Les fonds ont pu être compris dans la liquidation de la communauté ayant existé entre les époux au moyen d’une compensation avec d’autres comptes ou contrats d’assurance-vie de [J] [I], comme ils ont pu être reconnus par [E] [Z] comme des fonds personnels de son ex époux, dès lors qu’il résulte de l’acte de partage que les époux ont « reconnu exprimer leur commune intention en effectuant le partage de la manière ci-dessus. Ils se consentent réciproquement tous abandons et décharges nécessaires pour les biens mobiliers et immobiliers leur ayant appartenu en commun. ».
Il en résulte que dès cette date du 13 mars 1996 au plus tôt, [E] [Z], conjoint victime du recel allégué, avait connaissance de l’existence des comptes en Suisse et que la prescription trentenaire a commencé à courir jusqu’au 19 juin 2008, date d’entrée en vigueur de la loi du 17 juin 2008 dont est issu l’article 2224 du code civil, date à partir de laquelle le délai de prescription de cinq ans a couru jusqu’à son terme le 19 juin 2013.
Il en serait de même si la signature de l’acte de partage devait être considérée comme l’ultime point de départ de la prescription.

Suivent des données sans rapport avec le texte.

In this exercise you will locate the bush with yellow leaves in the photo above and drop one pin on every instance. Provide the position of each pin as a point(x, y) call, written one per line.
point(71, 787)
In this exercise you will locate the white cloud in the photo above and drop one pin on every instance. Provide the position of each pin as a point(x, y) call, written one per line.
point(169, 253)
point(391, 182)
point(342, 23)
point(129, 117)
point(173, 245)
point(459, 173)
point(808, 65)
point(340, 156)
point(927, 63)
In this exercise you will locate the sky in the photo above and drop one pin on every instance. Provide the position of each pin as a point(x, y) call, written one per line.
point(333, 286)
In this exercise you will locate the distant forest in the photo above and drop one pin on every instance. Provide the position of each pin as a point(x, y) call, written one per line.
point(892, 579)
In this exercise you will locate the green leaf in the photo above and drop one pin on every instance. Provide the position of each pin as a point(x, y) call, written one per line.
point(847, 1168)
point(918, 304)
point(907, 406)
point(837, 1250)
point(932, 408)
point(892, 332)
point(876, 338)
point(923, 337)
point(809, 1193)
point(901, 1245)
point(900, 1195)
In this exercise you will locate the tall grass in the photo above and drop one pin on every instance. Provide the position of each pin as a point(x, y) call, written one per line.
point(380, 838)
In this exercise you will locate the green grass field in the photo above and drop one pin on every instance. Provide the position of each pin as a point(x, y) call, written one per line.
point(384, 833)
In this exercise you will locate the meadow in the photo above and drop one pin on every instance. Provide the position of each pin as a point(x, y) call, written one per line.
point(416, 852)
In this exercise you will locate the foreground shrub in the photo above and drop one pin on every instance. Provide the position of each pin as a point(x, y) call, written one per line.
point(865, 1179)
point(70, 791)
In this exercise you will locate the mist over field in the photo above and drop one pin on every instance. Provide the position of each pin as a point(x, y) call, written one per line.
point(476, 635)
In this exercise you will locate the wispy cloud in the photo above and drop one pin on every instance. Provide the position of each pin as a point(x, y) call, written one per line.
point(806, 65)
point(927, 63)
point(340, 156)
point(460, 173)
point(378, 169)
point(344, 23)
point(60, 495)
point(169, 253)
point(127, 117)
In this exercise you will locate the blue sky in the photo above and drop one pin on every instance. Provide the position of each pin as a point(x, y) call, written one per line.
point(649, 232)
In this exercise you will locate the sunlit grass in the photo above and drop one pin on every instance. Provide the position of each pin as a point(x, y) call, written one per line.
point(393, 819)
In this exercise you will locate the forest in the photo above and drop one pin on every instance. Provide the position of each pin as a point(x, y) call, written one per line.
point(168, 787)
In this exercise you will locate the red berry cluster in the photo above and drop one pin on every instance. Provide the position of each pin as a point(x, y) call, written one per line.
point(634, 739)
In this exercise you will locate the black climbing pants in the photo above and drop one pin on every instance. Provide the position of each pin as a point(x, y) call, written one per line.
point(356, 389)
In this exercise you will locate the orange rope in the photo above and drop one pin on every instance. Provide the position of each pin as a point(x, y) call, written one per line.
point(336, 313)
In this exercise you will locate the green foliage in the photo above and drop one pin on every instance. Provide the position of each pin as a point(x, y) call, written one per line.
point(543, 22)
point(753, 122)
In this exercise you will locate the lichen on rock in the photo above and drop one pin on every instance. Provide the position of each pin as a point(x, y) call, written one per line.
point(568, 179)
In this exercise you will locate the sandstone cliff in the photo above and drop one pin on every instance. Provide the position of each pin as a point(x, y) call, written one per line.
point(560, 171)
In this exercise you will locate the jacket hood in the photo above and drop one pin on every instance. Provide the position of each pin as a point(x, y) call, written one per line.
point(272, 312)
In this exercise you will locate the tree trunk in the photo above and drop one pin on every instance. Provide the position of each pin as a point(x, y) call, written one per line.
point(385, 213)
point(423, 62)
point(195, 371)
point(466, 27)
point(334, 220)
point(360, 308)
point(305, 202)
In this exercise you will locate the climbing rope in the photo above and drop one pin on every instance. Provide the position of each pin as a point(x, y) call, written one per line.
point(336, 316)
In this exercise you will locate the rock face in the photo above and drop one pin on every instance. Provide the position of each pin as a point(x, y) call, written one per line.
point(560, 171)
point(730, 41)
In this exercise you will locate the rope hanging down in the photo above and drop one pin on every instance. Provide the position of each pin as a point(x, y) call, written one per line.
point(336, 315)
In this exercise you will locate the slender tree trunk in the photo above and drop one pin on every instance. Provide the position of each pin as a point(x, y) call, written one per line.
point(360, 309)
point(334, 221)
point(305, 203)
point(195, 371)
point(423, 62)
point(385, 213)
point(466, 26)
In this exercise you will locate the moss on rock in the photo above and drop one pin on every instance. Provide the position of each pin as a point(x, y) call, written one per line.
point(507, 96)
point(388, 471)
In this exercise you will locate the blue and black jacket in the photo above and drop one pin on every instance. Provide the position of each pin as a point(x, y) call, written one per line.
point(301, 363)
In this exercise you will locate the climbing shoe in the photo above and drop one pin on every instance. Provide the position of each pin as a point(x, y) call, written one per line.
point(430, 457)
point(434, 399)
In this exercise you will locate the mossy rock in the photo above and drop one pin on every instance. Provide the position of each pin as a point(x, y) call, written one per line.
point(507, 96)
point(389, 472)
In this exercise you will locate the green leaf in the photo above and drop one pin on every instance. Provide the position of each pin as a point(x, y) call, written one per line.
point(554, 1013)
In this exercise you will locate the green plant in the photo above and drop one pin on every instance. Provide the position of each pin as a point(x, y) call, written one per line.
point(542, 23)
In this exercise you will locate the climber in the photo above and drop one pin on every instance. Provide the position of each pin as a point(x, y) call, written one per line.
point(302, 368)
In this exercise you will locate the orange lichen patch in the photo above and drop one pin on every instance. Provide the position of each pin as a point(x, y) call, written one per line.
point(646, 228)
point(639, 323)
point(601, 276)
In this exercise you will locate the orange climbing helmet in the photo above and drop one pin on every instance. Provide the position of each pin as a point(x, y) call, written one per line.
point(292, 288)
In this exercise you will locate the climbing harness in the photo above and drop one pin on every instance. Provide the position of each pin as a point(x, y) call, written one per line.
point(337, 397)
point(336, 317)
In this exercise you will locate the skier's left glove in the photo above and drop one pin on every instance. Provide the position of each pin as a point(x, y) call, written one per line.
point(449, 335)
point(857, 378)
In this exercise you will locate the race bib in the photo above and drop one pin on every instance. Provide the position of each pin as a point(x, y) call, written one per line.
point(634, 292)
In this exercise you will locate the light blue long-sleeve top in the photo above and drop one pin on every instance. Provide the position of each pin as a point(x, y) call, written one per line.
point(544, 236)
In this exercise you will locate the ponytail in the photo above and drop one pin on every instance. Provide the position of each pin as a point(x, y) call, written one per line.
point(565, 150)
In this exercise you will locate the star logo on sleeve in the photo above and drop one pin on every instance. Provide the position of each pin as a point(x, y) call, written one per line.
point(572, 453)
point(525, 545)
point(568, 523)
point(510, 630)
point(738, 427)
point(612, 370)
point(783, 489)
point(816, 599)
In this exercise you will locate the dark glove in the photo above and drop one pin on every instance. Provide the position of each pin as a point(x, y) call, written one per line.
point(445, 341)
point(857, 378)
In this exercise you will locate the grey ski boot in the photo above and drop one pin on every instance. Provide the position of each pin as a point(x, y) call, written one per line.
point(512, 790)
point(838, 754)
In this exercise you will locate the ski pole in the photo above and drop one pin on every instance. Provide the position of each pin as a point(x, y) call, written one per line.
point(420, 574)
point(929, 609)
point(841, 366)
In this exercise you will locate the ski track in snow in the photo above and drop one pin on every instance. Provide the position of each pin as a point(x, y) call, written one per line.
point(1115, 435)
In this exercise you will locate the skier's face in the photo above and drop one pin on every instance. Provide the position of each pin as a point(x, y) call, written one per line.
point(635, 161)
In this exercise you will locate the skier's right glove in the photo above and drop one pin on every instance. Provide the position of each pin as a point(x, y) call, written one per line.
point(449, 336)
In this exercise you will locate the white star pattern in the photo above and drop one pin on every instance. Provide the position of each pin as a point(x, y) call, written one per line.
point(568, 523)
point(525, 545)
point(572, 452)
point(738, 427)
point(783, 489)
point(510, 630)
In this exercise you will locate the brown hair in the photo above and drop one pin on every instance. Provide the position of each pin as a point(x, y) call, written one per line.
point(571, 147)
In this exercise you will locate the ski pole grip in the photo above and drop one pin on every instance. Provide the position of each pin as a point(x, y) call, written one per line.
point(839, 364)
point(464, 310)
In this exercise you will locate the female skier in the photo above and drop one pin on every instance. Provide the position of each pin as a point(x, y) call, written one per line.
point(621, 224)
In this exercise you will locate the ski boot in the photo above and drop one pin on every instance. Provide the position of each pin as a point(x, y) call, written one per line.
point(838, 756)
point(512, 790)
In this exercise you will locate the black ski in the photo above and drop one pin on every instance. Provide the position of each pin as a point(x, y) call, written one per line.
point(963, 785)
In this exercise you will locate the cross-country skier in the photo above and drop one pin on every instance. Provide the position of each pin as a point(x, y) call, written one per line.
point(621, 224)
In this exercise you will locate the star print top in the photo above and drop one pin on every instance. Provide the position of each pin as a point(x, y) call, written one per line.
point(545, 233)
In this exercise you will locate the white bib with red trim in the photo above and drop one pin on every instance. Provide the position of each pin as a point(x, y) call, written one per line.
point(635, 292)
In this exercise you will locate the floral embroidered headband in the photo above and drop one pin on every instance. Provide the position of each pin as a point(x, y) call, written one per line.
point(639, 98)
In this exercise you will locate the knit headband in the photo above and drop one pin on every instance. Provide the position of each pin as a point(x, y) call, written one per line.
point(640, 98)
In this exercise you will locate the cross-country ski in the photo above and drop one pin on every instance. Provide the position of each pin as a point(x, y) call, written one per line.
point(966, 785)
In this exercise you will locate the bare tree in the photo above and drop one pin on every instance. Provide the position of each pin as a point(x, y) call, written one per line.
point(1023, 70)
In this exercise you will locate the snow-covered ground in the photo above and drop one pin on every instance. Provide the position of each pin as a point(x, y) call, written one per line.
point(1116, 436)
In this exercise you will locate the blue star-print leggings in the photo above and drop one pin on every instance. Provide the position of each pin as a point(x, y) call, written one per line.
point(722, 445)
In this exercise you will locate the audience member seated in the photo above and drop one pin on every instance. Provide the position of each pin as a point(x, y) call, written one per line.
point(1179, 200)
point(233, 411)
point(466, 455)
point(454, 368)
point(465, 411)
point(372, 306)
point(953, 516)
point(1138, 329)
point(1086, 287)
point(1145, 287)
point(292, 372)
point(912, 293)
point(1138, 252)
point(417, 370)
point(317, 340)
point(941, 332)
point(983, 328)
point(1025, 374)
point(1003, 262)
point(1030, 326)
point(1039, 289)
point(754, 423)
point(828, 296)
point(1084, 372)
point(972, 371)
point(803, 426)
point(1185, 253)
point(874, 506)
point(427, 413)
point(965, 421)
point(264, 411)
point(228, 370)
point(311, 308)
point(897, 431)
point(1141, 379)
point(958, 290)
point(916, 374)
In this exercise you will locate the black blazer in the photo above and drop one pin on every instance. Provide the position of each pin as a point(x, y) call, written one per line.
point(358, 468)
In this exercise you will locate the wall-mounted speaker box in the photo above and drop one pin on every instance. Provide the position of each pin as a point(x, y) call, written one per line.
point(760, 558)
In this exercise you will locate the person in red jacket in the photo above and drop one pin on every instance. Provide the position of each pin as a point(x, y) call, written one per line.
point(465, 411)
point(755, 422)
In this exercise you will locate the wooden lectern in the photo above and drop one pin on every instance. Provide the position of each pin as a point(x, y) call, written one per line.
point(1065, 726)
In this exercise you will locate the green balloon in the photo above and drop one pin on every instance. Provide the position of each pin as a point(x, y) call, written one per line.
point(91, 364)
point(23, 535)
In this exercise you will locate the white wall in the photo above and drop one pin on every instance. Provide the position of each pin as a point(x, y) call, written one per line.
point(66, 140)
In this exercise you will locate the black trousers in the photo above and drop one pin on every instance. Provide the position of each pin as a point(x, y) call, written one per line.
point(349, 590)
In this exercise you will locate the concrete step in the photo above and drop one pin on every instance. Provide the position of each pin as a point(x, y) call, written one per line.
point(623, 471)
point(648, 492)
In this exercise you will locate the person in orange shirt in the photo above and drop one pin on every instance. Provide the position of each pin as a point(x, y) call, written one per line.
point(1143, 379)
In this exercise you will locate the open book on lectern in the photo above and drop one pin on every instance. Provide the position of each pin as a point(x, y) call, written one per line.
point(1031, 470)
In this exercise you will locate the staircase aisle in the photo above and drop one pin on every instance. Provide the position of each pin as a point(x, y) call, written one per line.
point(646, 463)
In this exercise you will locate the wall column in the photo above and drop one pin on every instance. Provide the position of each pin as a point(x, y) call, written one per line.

Par substitution de motifs, il y a donc lieu de confirmer l’ordonnance entreprise en ce qu’elle a déclaré irrecevable car prescrite la demande tendant à appliquer la sanction de recel de communauté à l’égard de [J] [I] et dire que sa succession sera privée de tout droit sur le capital réintégré à la communauté de ce chef.
Sur les demandes accessoires
En application de l’article 700 du code de procédure civile, le juge condamne la partie tenue aux dépens ou qui perd son procès à payer à l’autre partie la somme qu’il détermine au titre des frais exposés et non compris dans les dépens'; le juge tient compte de l’équité ou de la situation économique de la partie condamnée ; il peut même d’office, pour des raisons tirées des mêmes considérations dire qu’il n’y a pas lieu à condamnation.
L’équité ne justifie pas qu’il soit fait application des dispositions de l’article 700 du code de procédure civile en faveur de l’une ou de l’autre des parties.
PAR CES MOTIFS
LA COUR,
Statuant publiquement par décision contradictoire et en dernier ressort,
Confirme l’ordonnance du chef dévolu à la cour';
Dit n’y avoir lieu à indemnité au titre de l’article 700 du code de procédure civile';
Réserve les dépens de l’incident qui suivront ceux de l’instance au fond.